Jakarta–Detakpos-Kopi merupakan minuman yang diminati oleh masyarakat di seluruh dunia. Data International Coffe Organization (ICO) menunjukkan konsumsi kopi dunia pada periode 2016/2017 tumbuh 1,9% menjadi 157,38 juta karung berisi 60 kg dari periode sebelumnya.
Tumbuhnya konsumsi kopi global memberikan dampak positif bagi Indonesia sebagai negara eksportir kopi terbesar kedua dunia.
Berdasarkan data Direktorat Jenderal Perkebunan Kementerian Pertanian, kopi Indonesia yang diekspor mencapai 467.790 ton dengan nilai US$ 1,19 miliar atau setara Rp 16 triliun dengan kurs rupiah Rp 14 ribu per dolar Amerika Serikat,” ungkap Ketua Umum Dewan Pimpinan Pusat Gerakan Mahasiswa Nasional Indonesia (DPP GMNI)
GMNI Arjuna Putra Aldino.
Dia mengungkapkan, meningkatnya ekspor komoditas tersebut seringkali tidak berbanding lurus dengan kesejahteraan petani produsen.
“Nasib petani kopi tak seharum wangi kopi.
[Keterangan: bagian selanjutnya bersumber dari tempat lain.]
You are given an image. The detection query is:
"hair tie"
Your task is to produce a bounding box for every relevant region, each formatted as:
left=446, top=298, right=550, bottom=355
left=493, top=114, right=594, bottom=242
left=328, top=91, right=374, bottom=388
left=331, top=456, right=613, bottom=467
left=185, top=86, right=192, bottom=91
Banyak petani kopi justru tercatat sebagai penerima bantuan beras rakyat miskin (raskin). Artinya mereka tercatat sebagai penduduk miskin yang mengandalkan subsidi pangan dari pemerintah”, ungkap Arjuna, kemarin.
Berdasarkan data Badan Perencanaan Pembangunan Penelitian dan Pengembangan Daerah (Bapelitbangda) KBB mencatat jumlah warga miskin di Bandung Barat sebesar 11,15% atau sekitar 198.644 orang. Padahal daerah tersebut merupakan salah satu daerah penghasil kopi arabika jenis premium Java Preanger dengan jumlah produksi 1.000 ton per tahun.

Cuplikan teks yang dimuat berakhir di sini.